Southport released Drench on 26 March 2009 and he signed for Leigh Genesis, finishing the 2008–09 season with five appearances for the team. He made 47 appearances in the 2009–10 season.

He had a trial with Conference team Barrow in July 2010 and he played in a pre-season friendly against Oldham Athletic. He later joined York City on trial and after featuring in pre-season friendlies against Hull City and Barnsley he was not offered a contract by the club.

He joined Conference North team Guiseley on trial in August, and played a large part in Guiseley's debut season in the Conference North.

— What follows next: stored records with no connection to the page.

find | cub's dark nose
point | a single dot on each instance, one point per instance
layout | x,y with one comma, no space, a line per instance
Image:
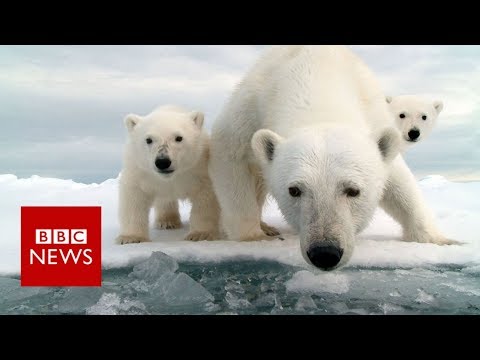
413,134
163,163
324,257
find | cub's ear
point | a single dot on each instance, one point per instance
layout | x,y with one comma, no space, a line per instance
438,105
389,144
197,118
264,145
131,120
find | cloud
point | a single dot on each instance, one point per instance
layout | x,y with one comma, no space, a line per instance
62,107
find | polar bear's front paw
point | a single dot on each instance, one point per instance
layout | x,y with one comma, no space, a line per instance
444,241
168,223
200,235
126,239
269,230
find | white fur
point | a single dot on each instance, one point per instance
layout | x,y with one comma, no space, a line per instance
143,186
414,108
326,116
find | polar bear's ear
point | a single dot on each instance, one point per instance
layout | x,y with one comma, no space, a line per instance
264,144
389,144
131,120
438,105
197,118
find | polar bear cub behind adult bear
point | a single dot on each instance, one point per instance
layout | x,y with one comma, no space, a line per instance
310,124
166,159
415,117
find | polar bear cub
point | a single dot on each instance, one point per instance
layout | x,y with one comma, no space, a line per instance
166,160
415,117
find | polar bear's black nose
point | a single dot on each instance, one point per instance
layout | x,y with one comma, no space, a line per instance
163,163
413,134
324,257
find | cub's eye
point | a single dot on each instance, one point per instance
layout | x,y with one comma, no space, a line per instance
351,192
294,191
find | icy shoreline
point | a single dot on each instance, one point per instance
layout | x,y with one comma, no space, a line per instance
379,246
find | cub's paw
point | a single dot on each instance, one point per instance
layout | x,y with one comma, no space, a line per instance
445,241
168,223
269,230
201,235
126,239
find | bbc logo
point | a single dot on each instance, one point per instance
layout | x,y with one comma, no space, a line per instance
61,236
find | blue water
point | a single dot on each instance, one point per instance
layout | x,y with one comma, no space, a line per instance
247,286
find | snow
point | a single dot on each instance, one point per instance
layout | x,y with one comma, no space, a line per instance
456,207
172,276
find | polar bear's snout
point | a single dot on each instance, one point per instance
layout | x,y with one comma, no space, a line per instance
413,134
325,257
163,164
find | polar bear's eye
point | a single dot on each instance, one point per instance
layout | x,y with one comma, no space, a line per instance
351,192
294,191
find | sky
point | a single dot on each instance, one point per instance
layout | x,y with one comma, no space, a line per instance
62,107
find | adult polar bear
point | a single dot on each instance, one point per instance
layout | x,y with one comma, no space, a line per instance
310,125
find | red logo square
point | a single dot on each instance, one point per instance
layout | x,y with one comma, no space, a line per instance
61,246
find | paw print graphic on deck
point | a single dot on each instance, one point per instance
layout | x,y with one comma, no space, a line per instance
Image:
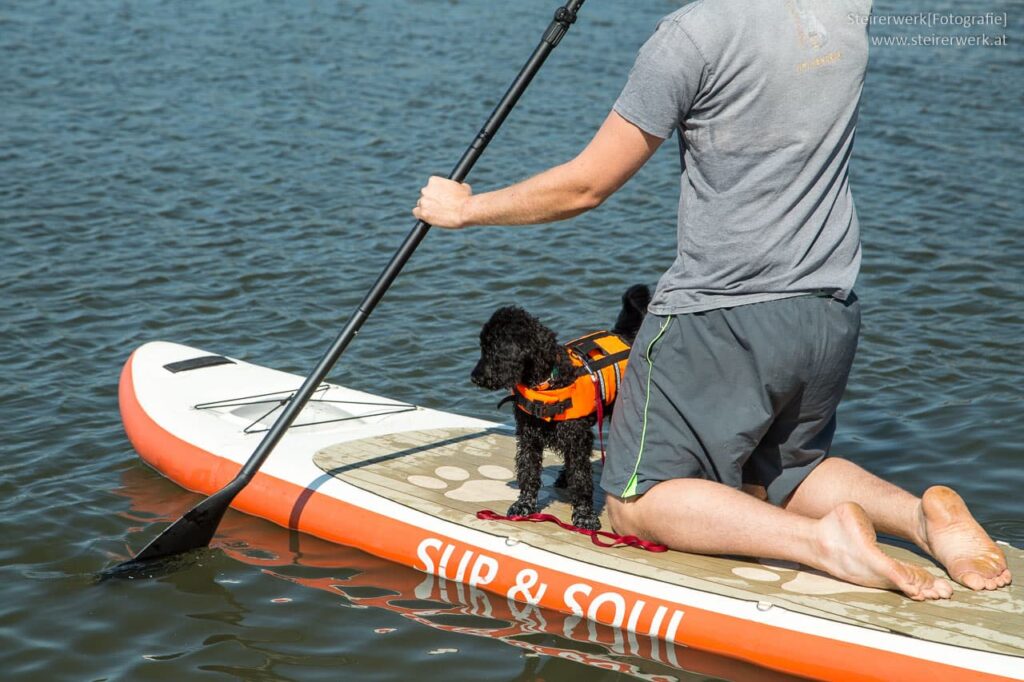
494,486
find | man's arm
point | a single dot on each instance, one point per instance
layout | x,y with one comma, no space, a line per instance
615,153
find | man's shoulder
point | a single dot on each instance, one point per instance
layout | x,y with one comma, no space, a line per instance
707,20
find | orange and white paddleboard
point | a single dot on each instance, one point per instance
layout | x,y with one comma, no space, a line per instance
404,482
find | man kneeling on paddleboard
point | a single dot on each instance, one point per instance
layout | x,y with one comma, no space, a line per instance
719,442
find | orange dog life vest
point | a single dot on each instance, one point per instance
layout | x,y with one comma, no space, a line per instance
600,359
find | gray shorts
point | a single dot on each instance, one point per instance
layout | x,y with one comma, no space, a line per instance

Drench was in goal as Guiseley earned promotion to the Conference National.

In 2017, Drench joined Bradford Park Avenue.

In 2019, Drench joined Altrincham and made his debut on 9 February against FC United.

In 2020, Drench joined Farsley Celtic.

Following the conclusion of his contract, in 2021, he temporarily retired from football before re-joining Altrincham as a player / coach.

==International career==
Drench played for the England Schoolboys and England national under-17 team while with Blackburn.